British Columbia, Canada
British Columbia’s Purcell Mountains are littered with jagged rock faces, small waterfalls, mammoth glaciers, and a few via ferratas. The Mount Nimbus via ferrata—North America’s longest—is a six-hour adventure that starts with a helicopter ride. En route to the 9,000-foot summit, climbers follow paths of iron rungs along ridges thousands of feet above the ground and cross a wood plank suspension bridge that stretches 200 feet through the open air. CMH Heli-Skiing and Summer Adventures offers multi-day, all-inclusive trips.
Wanaka, New Zealand
Wildwire Wanaka, the world’s highest waterfall via ferrata system, towers above an emerald valley in New Zealand’s Southern Alps. Expert guides lead climbers along the three routes.

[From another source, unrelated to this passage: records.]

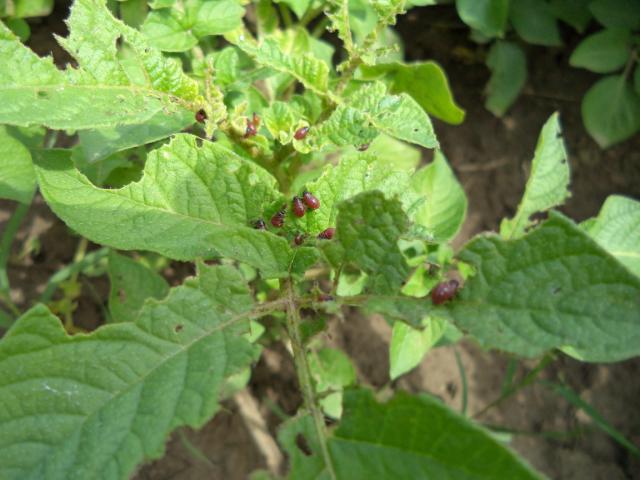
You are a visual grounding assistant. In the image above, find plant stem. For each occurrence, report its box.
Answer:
[471,353,555,418]
[0,203,31,317]
[0,203,30,292]
[38,247,109,303]
[286,279,336,480]
[278,3,293,28]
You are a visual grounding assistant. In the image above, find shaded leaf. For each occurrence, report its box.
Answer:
[500,113,571,238]
[226,32,329,95]
[108,251,169,322]
[447,212,640,362]
[0,127,36,204]
[589,0,640,30]
[309,348,356,418]
[569,28,631,73]
[389,317,448,380]
[550,0,591,33]
[0,266,253,480]
[582,75,640,148]
[586,195,640,276]
[78,110,194,163]
[300,152,417,235]
[0,0,201,130]
[324,191,409,293]
[279,390,543,480]
[142,0,244,52]
[302,82,438,153]
[36,134,314,277]
[509,0,562,46]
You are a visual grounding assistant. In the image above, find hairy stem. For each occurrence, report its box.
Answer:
[38,247,109,303]
[286,280,336,480]
[0,203,31,317]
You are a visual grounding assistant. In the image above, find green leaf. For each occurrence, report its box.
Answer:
[262,101,306,145]
[332,190,409,293]
[0,0,202,130]
[550,0,592,33]
[226,31,329,96]
[302,82,438,153]
[456,0,509,38]
[509,0,562,46]
[389,317,448,380]
[582,75,640,148]
[367,134,422,171]
[411,150,467,243]
[12,0,53,18]
[484,41,527,117]
[36,134,314,277]
[500,113,571,238]
[142,0,244,52]
[0,266,260,480]
[0,127,36,204]
[587,195,640,276]
[360,62,465,125]
[589,0,640,30]
[569,28,631,73]
[309,348,356,418]
[279,390,543,480]
[301,152,417,235]
[109,251,169,322]
[141,8,198,52]
[448,212,640,362]
[274,0,312,18]
[364,295,432,328]
[78,110,194,163]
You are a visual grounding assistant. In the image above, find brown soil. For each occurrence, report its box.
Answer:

Of the three, Go Wild is best for beginners and Wild Thing is suitable for intermediate climbers. On the most difficult, Lord of the Rungs, the fit and fearless ascend 1,000 feet to the top of Twin Falls. The climb—which includes 2,500 ladder rungs, a three-wire bridge, a Tyrolean traverse, and a helicopter descent—takes about seven hours and requires grit and a willingness to get wet.
Todgha Gorge, Morocco
In Morocco’s High Atlas Mountains, the 500-foot russet cliffs of Todgha Gorge face off across a 33-foot-wide dry riverbed. Here, the Maghreb’s first and only iron road is a climbable work in progress. Julio Soares of Aventures Verticales—a guide service that rents safety gear—developed the course and has plans to expand it. The open section climbs to almost 400 feet high, traverses more than 600 feet of mountainside, and takes roughly 1.5 hours to ascend.

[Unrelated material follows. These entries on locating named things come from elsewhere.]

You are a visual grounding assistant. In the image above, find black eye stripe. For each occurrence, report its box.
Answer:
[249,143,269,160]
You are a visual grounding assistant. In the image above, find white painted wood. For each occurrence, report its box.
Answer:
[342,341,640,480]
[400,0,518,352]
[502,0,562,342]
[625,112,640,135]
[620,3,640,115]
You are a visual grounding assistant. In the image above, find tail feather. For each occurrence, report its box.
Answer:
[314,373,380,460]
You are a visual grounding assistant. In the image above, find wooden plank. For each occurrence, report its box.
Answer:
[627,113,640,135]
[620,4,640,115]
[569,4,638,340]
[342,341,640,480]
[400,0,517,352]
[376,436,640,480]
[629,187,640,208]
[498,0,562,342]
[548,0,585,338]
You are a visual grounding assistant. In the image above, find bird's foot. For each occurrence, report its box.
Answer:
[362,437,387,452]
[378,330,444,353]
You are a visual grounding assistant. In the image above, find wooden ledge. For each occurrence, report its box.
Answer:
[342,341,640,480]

Telluride, Colorado, United States
Built in 2006, Telluride’s iron way was, until recently, a local secret. The increasingly popular route runs along the red volcanic cliffs of the San Juan Mountains in southwestern Colorado. Unlike most via ferratas, which focus on vertical gain, the 1.5-mile “Krogerata” moves climbers sideways across the wall. Parts feel like exposed hiking, but at the crux of the route, climbers traverse for 100 feet over a 300-foot drop using iron rungs for footholds. Telluride-based Mountain Trip leads 2.5- to three-hour excursions.
Mount Kinabalu, Malaysia
The highest iron road is in Sabah, Malaysia, according to the Guinness Book of World Records. It starts just above 11,000 feet and ends at 12,388 feet. Climbers can choose between two routes—Walk the Torq and Low’s Peak Circuit. The former is suitable for beginners and children, while the latter requires fitness and a serious hankering for adventure. Low’s Peak Circuit covers two-thirds of a mile and crosses suspension and narrow Nepalese bridges; accompanied by professional Mountain Torq guides, climbers typically finish the route in about five hours as part of a Mount Kinabalu summit trek.
Sacred Valley, Peru
With zip lines, a 300-foot rappel, a hanging bridge, and more than 1,000 feet of climbing routes, Natura Vive’s Sacred Valley via ferrata offers adventurers a chance to truly engage with the Peruvian Andes rather than simply hike through them. The guided tours run three to four hours, and those who like to sleep on the edge as well as play there can end with a night in the Skylodge Adventure Suites, a trio of pods attached to a cliffside.